The more natural approach (and more healthy approach in my opinion) is to feed a natural diet. Greens, grasses, hays, weeds, flowers, and herbs are types of foods that a tortoise would eat in the wild. Currently I am growing a variety of greens in my garden. I have a mesclun mix, arugula, red winter kale, endive, and romaine lettuce growing. Dark, leafy greens are more nutritious. However, greens such as spinach are high in iron and should be fed sparingly to avoid causing any health problems. Dandelion greens, collard greens, mustard greens, and Swiss chard are all good options that are relatively easy to find in a grocery store. I also have hibiscus, marigolds, cilantro, dill, and parsley growing to add to the greens for enrichment. There are several edible flowers that are relatively easy to grow at home, even on a patio or in a window box. See my “Links” page for a list of safe plants and another list of toxic plants to stay away from.
The tortoises also have access to hay every day, but I rarely observe them eating it. I do still have to buy hay. I definitely don’t have the means to grow any such crop on my patio, though I wish I did. I most often feed them orchard hay, but will occasionally change it up with timothy, Bermuda, or brome hay. You can buy bags of mixed hay at your local pet store. If you happen to live near a feed store (supplies for larger animals like horses), check them out as you may be able to find more varieties of hay.
My little ones also get the occasional bits of vegetables as treats. I have green beans currently sprouting. Sulcatas and most other tortoises should not get treats like that too often though, especially anything too high in sugar. These sweeter treats can actually damage or destroy the good gut flora in their digestive tracts. Without this gut flora they will not be able to properly digest food which can lead to severe health problems. The diet should be high in fiber and low in sugar. So it’s best to avoid fruits and choose veggies carefully if you do want to give a special treat.
As far as supplements, this is a rather debatable topic among tortoise enthusiasts. Some feel that if the tortoise is fed a proper diet, supplements are completely unnecessary. Others believe that supplements should be added to food regularly. I, personally, am in the middle. The amount of supplements you add to your tortoise’s food will depend on the rest of the diet being fed. Juveniles and females carrying eggs will need a little more calcium than adult males or females not carrying eggs. How they get the vitamins is up to you. I add a light dusting of Superveggie supplement powder by Repashy to their greens about 2-3 times per month. Though I still give a supplement, it’s not too often. Mine don’t seem to mind the powder on their food either. I have heard from other tortoise keepers that their torts won’t eat if there is a powdered supplement on the food. You might have to experiment a bit if you find you have a picky eater.
The main reason why I started my garden was so that I can know exactly what is going on the food while it’s growing. One suggestion to keep in mind if you do buy greens from the grocery store is to try to buy organic. I know it may be a bit more expensive, but it will also be much better for your tortoises’ overall health.
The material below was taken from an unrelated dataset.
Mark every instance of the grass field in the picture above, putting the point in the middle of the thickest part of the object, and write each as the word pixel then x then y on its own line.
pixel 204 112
While the amount of pesticides and fertilizers in produce may not be toxic to a 150 lb human, the amount of those pesticides and fertilizers could be toxic to a 150 gram baby tortoise, especially if that produce is 50%-90% of its diet. And yes, I do realize that there are organic pesticides that can be used on organic crops. However, many of them are still safer than pesticides that are not organic. If you have the space to start your own garden, I strongly urge you to. You don’t even need a big yard. You can grow lettuce in pots on your patio or even grow some microgreens in small pots inside your house or apartment. It will be so much healthier for your tortoise and it’s fun!
Some of the most important things to remember when it comes to nutrition for your tortoise are to provide variety, focus on the healthy stuff, stay away from sweets like fruit, try to buy organic, and make sure you are providing a good balance of vitamins and minerals in their diets. Of course, if you have any questions or concerns, you should always contact a veterinarian, preferably one that specializes in exotic pets. Happy, healthy eating to you and your tortoise!